Но в Евангелии от Иоанна оно продолжается 21-й главой, в которой повествуется о явлении воскресшего Христа в Галилее и, в частности, содержится рассказ о его беседе с Симоном Петром и словах, сказанных о любимом ученике: «Петр же, обратившись, видит идущего за ним [то есть за Иисусом] ученика, которого любил Иисус и который на вечери, приклонившись к груди Его, сказал: Господи! Кто предаст Тебя? Его увидев, Петр говорит Иисусу: Господи! А он что? А Иисус говорит ему: если Я хочу, чтобы он пребыл, пока приду, что тебе до того? Ты иди за Мною. И пронеслось это слово между братиями, что ученик тот не умрет. Но Иисус не сказал ему, что не умрет, но: если Я хочу, чтобы он пребыл, пока приду, что тебе до того? — Сей ученик и свидетельствует о сем, и написал сие; и знаем, что истинно свидетельство его. Многое и другое сотворил Иисус; но, если бы писать о том подробно, то, думаю, и самому миру не вместить бы написанных книг. Аминь». Получается как бы второй финал, и при этом в этом финале автор отделяет себя от фигуры любимого ученика, когда он говорит «он» про ученика, а потом говорит «мы»: «знаем, что истинно свидетельство его».
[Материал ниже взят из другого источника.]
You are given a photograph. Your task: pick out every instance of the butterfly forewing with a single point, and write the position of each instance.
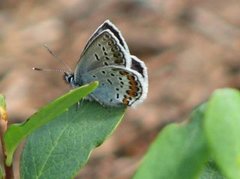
(110, 26)
(105, 50)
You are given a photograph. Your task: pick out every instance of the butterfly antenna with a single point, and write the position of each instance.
(52, 53)
(48, 70)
Вот это обстоятельство породило массу гипотез о том, кто же в действительности такой любимый ученик, является ли он реальным лицом из числа первых учеников Христовых или это некий собирательный образ идеального ученика, который призван служить образцом для церкви. Существует огромное количество альтернативных гипотез, кем же мог быть этот любимый ученик. Самые экзотические предположения, что этот ученик вообще является Марией Магдалиной или апостолом Фомой, но их, я думаю, не стоит даже серьезно оценивать.
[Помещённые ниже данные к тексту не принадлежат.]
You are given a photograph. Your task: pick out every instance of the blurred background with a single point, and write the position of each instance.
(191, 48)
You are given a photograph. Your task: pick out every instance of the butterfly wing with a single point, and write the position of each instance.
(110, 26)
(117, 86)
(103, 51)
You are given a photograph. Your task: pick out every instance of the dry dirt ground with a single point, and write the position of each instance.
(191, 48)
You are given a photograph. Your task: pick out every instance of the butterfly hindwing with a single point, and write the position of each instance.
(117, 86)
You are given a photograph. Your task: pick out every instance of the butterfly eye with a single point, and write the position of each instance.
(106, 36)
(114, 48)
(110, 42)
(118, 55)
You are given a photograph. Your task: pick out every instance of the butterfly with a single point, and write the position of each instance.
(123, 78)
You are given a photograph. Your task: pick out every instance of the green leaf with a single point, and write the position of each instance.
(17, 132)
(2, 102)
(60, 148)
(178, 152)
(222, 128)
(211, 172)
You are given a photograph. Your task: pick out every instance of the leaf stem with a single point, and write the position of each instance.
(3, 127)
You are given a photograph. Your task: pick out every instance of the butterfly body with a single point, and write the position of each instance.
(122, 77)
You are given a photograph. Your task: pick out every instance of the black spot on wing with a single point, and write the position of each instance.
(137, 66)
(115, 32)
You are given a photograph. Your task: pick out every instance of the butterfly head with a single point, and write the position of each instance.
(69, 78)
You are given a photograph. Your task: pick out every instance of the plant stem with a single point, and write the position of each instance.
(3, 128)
Но вот то обстоятельство, что этот ученик является ключевым свидетелем целого ряда событий, заставляет исследователей очень пристально рассматривать его фигуру, поскольку, если этот персонаж окажется вымышленным, то под сомнение ставится целый ряд свидетельств, которые не подтверждаются параллельными местами в синоптической традиции. Они являются уникальными только для Евангелия от Иоанна, и в таком случае возникает вопрос, насколько это действительно свидетельства очевидца, если они приводятся от лица вымышленного персонажа.
Аргументы Вэсткота
В библеистике второй половины XX века сформировалось несколько подходов к решению этой проблемы. Одна довольно распространенная гипотеза, которую можно в принципе гармонизовать с церковным взглядом на это Евангелие, говорит о том, что Евангелие от Иоанна в целом является просто фиксацией некоей альтернативной устной традиции, альтернативной синоптическим Евангелиям, и те сходства и различия, которые имеются, связаны именно с устной передачей этих преданий. Соответственно, источником этой традиции действительно мог быть апостол, и в том числе Иоанн Зеведеев.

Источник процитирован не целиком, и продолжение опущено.